The palanquin or the car stops in front of each of the houses in the village. The lady inmate of the house or her daughter comes out with a dish of turmeric water mixed with lime, and a cocoanut, plantain fruits, or pan supari. She first presents the occupants of the palanquin or the car with any one of the three items mentioned above and then casts off the effect of the evil eye by waving the mixture of turmeric and lime by the side of the palanquin. This process is repeated at each and every one of the houses. Further, all people in the street are given sandal paste, flowers, fruits and pan supari as well.

The case is something different in the procession of the girl who had bathed after her first menstruation. She is invited inside certain houses and there she is offered milk and fruit. After partaking of these she comes out and gets into the palanquin or the car to dismount again to repeat the process in many other houses.

The customs are appearing to be very fantastic, but these are based on certain principles. In bye-gone days the civilization was quite different to that in vogue at the present time. In European countries the marriage is a contract and not a sacrament as it is with the Hindus. By the procession, one and all in the village are appraised of the marriage of the parties and that is sole intention of doing the custom.

The marriage feast of the Hindus is also proverbial. Feasts accompany every marriage. Almost all the people in the village are invited and fed sumptuously both day and night. At the end of the meal the invitees are given sandal paste, flowers and pan supari.

The services of a piper are also requisitioned for the performance during the marriage rites. Music is supposed to scare away the undesirable invisible beings from the marriage pandals and the premises.

Now-a-days, phaetons drawn by horses and motor cars have taken the place of old palanquins and primitive cars drawn by bullocks. Washington gas lights have taken the place of oil-fed torches. The sight of a palanquin with its decorations of tufts of coloured cotton threads going by the names of kuiijams, etc., has now-a-days become very rare. The primitive cars with their decorations with dolls and tinsels shining in the torchlight like sparklers, frequently seen in villages on marriage occasions.
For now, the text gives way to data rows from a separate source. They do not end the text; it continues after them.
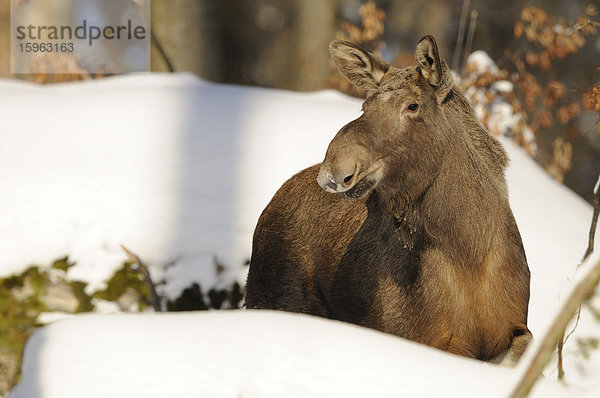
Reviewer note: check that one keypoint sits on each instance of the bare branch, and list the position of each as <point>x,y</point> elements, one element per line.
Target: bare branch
<point>461,33</point>
<point>143,270</point>
<point>534,362</point>
<point>592,234</point>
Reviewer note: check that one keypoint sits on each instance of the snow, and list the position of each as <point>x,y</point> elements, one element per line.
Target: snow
<point>245,353</point>
<point>178,170</point>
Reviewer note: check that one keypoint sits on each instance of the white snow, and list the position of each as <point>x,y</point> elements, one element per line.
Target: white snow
<point>178,170</point>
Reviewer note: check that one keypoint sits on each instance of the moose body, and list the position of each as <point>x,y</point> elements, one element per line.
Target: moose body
<point>405,227</point>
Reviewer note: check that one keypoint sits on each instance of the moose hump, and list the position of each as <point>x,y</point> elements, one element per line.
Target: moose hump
<point>407,228</point>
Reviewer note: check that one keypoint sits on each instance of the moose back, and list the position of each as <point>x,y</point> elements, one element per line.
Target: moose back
<point>405,227</point>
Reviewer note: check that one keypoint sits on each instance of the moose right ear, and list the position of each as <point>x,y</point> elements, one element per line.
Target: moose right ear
<point>360,67</point>
<point>433,67</point>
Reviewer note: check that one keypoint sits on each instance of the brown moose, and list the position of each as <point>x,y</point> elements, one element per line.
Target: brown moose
<point>410,231</point>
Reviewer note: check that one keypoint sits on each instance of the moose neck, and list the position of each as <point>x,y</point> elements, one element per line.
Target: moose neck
<point>442,203</point>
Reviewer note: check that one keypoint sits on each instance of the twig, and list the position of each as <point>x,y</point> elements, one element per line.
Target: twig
<point>592,234</point>
<point>470,35</point>
<point>561,369</point>
<point>161,51</point>
<point>460,36</point>
<point>143,269</point>
<point>536,361</point>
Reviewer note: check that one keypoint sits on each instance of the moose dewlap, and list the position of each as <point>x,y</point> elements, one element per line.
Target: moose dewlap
<point>405,227</point>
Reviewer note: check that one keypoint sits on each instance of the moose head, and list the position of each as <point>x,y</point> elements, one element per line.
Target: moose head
<point>402,129</point>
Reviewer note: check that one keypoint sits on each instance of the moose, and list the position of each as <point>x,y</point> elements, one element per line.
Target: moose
<point>408,228</point>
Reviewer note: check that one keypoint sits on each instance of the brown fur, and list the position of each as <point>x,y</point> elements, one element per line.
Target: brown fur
<point>414,236</point>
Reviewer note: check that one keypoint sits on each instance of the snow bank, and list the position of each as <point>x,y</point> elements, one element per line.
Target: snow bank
<point>244,353</point>
<point>178,170</point>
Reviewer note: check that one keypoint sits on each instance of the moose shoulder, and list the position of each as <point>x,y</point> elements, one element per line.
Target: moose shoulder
<point>409,229</point>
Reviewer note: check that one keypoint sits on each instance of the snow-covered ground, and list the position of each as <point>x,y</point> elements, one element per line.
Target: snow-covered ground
<point>178,170</point>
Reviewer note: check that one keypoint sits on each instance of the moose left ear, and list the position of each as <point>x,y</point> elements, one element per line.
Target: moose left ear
<point>433,67</point>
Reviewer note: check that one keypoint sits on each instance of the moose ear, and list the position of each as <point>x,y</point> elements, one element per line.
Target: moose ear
<point>433,67</point>
<point>360,67</point>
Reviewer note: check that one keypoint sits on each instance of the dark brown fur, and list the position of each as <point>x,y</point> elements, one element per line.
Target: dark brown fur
<point>415,236</point>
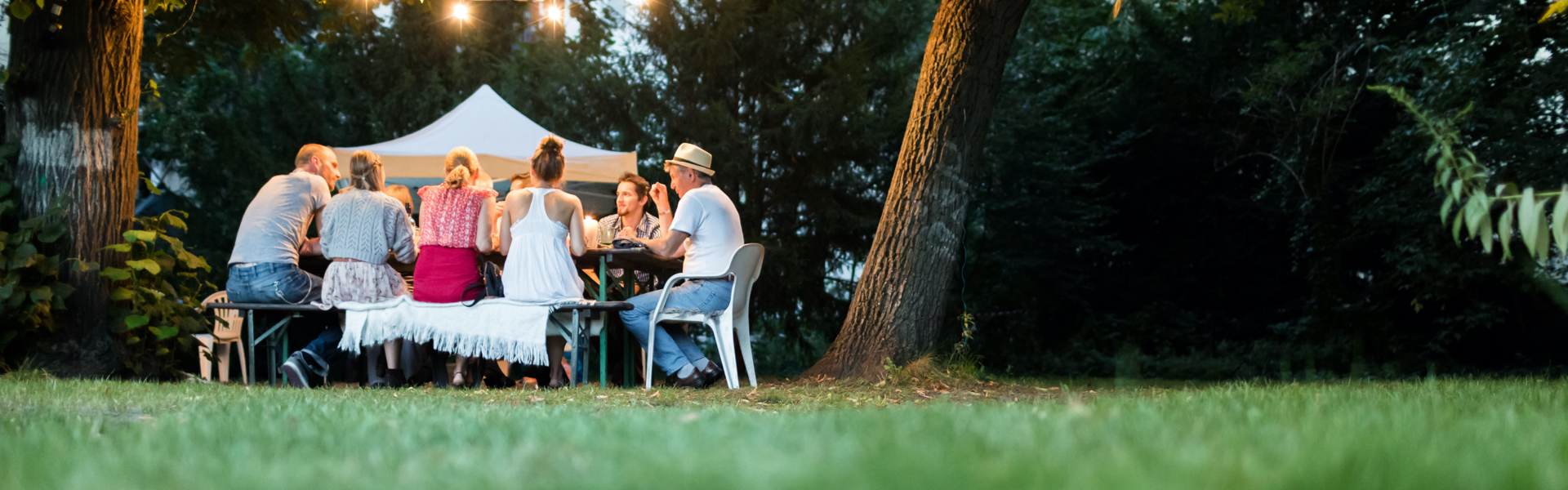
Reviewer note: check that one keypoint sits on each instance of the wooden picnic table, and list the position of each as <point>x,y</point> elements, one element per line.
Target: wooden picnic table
<point>591,260</point>
<point>279,343</point>
<point>595,265</point>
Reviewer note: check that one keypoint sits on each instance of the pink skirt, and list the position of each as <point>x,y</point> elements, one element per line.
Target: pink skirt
<point>443,274</point>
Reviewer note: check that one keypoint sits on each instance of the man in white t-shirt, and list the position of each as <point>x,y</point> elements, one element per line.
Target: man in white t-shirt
<point>712,225</point>
<point>265,263</point>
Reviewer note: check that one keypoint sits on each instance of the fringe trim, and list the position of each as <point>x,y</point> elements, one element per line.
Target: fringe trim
<point>371,324</point>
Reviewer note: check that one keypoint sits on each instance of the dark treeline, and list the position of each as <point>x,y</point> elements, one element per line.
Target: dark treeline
<point>1170,194</point>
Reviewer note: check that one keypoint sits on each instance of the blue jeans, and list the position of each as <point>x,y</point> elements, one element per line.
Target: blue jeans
<point>278,285</point>
<point>675,347</point>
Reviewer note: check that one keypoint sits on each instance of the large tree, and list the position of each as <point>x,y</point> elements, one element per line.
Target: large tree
<point>899,304</point>
<point>73,104</point>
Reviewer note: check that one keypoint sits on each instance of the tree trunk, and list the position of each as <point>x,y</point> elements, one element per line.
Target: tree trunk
<point>898,306</point>
<point>73,104</point>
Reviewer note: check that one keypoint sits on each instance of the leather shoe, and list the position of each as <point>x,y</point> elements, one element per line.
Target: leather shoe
<point>710,374</point>
<point>693,381</point>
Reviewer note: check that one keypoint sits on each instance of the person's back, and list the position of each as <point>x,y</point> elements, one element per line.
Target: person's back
<point>264,265</point>
<point>453,231</point>
<point>274,224</point>
<point>363,225</point>
<point>714,225</point>
<point>538,265</point>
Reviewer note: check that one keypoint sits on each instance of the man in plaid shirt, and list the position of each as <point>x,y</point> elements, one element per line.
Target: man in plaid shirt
<point>630,198</point>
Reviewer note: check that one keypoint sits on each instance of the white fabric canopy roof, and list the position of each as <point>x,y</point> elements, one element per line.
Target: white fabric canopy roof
<point>499,134</point>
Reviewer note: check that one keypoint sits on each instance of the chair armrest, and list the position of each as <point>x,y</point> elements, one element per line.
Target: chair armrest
<point>673,280</point>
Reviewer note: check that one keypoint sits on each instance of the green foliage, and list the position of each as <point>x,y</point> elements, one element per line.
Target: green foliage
<point>1237,11</point>
<point>32,286</point>
<point>160,291</point>
<point>1470,200</point>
Pyrotechnic display during and at the time of the procession has also been resorted to drive away unfavorable influences. Regarding the taking in procession round the villages of new brahmacharis and girls that had newly attained puberty, it can be said that it is mainly for visiting the various houses and receiving the blessings of the villagers.

The giving of milk and fruit to the girl taken in procession may be said to signify the hearty wishes of the inmates of the houses for the prosperity of the girl. It is more or less akin to saying `May your marriage come to fruition` or in other words `May you bring forth children who may have enough nourishment`. Fruit in milk mainly denotes children in the midst of plenty.